With or without Trump, Arabs need reform

Middle East governments should also see the benefits of moving on.


2017/05/28 Issue: 108 Page: 7


The Arab Weekly
Claude Salhani



Conservative rulers in the Arab world should not look at US Presi­dent Donald Trump’s Riyadh speech as just payback to the previous US administration’s approach in the region.

In Trump’s address, there was a big departure from the way the Obama administration did things in the Middle East. Former US President Barack Obama did not shy away from accusing both Iran and the Gulf states of supporting extremist groups. To the dismay of Arab Gulf rulers, he even saw potential in Iran. All that is gone.

In Riyadh, Trump joined his Saudi host, King Salman bin Abdulaziz Al Saud, in pinning the blame on the Iranian regime for promoting terrorism and engaging in destabilising activities in the region.

King Salman said that the Gulf region had lived peacefully for the past 700-800 years. He pointed out that it wasn’t until Ayatollah Ruhollah Khomeini installed the Islamic Republic that Iran started to promote terrorism. “For dec­ades, Iran has fuelled the fires of sectarian conflict and terror,” King Salman said.

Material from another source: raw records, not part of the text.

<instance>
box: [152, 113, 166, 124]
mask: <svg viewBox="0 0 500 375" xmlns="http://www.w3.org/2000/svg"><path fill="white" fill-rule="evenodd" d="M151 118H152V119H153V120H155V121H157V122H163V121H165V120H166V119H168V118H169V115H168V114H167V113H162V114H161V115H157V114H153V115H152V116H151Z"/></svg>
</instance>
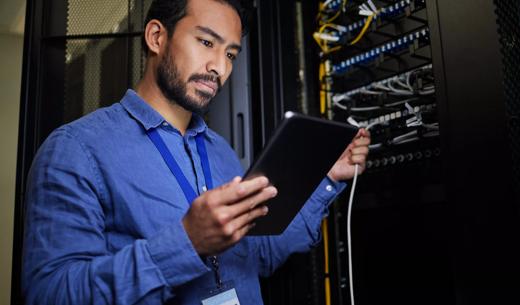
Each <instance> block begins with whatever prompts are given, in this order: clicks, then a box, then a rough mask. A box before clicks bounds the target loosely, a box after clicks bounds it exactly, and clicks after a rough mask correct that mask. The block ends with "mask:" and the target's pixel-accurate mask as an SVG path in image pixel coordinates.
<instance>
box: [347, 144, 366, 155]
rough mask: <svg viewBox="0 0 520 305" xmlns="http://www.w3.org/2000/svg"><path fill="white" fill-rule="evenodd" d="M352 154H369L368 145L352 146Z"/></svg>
mask: <svg viewBox="0 0 520 305" xmlns="http://www.w3.org/2000/svg"><path fill="white" fill-rule="evenodd" d="M351 151H352V155H353V156H354V155H368V151H369V149H368V146H360V147H354V148H352V150H351Z"/></svg>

Saudi Arabia, as the centre of Sunni Islam, considers Iran a real threat and is fighting it by proxy in Yemen, Lebanon and Syria. The Saudis have a lingering fear of the Persians’ desire to expand their influence across the region.

In his Riyadh speech, Trump delivered the final nail in the cof­fin of the “Arab spring” narrative, which had been long cherished by Obama.

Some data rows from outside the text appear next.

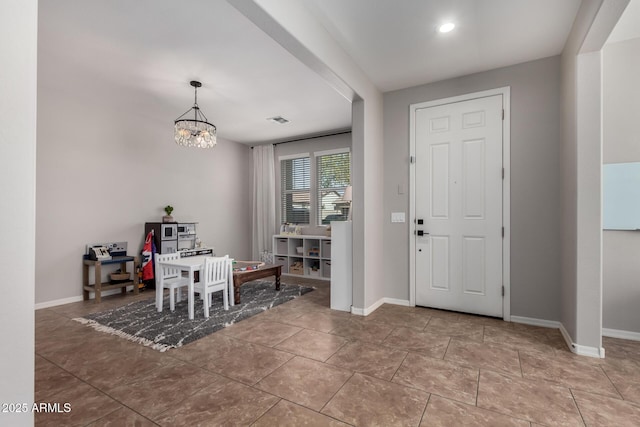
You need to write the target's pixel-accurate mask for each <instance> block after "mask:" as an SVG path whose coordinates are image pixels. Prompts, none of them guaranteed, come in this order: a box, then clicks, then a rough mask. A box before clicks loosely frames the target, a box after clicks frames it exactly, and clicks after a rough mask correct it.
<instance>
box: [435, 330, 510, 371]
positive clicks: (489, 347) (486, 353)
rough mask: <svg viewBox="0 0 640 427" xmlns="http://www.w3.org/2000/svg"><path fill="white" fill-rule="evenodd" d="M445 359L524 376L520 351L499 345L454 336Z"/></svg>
mask: <svg viewBox="0 0 640 427" xmlns="http://www.w3.org/2000/svg"><path fill="white" fill-rule="evenodd" d="M444 360H448V361H450V362H455V363H458V364H460V365H465V366H469V367H471V368H483V369H489V370H491V371H496V372H503V373H506V374H509V375H516V376H518V377H522V371H521V370H520V359H519V358H518V352H517V351H516V350H512V349H510V348H504V347H503V346H499V345H492V344H488V343H478V342H474V341H462V340H458V339H455V338H453V339H452V340H451V343H449V347H448V348H447V354H446V355H445V356H444Z"/></svg>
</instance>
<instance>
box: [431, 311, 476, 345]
mask: <svg viewBox="0 0 640 427" xmlns="http://www.w3.org/2000/svg"><path fill="white" fill-rule="evenodd" d="M456 319H457V317H456ZM483 328H484V326H482V325H478V324H474V323H471V322H468V321H460V320H455V319H447V318H440V317H433V318H432V319H431V320H430V321H429V323H428V324H427V327H426V328H425V329H424V331H425V332H429V333H433V334H438V335H444V336H448V337H455V338H464V339H466V340H472V341H478V342H482V336H483Z"/></svg>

“Our partnerships will advance security through stability, not through radical disruption,” Trump said.

Washington, he promised, would not attempt to impose the US way of life on the Arabs. “The nations of the Middle East will have to decide what kind of future they want for themselves, for their countries and for their children,” he said. “It is a choice between two futures — and it is a choice America cannot make for you.”

Trump called for “reform” instead of the previous inter­ventionist agendas, which were aimed at radical regime change in the region but contributed to a lot of the death and destruction since 2011. Considering the tragic fate that has befallen many of the Syrians, Libyans and others it was supposed to enfranchise, such activism did not produce much reason to celebrate.

Trump pledged that the United States would, in the future, “seek gradual reforms, not sudden inter­vention.”

Many of the Arab countries have serious reforms to engage. Without them, their young people might not have a chance at liberty, pros­perity and hope. In these turbulent days, reform takes a particular urgency but reform is not synony­mous with sitting on one’s hands and singing the praises of the past. Four years from now, Trump may or may not be in the White House. The young and restless Arab popu­lations will still be there.

Middle East governments should be accountable to no one but their own citizens. They should also see the benefits of moving on. Not catching up with the world is not an option.

The Trump address to the Mus­lim world was also very different in tone from the Trump we heard on the campaign trail. The bellig­erence he carried throughout his presidential run against Muslims was gone. It was replaced by a more moderate discourse. This time, rather than talk about ban­ning Muslims from landing at US airports, Trump sought partner­ships and alliances with Muslim leaders.

A laudable development, provided that his moderate tone continues even in Washington and is not just a transactional pitch.


Claude Salhani is the Opinion section editor of The Arab Weekly.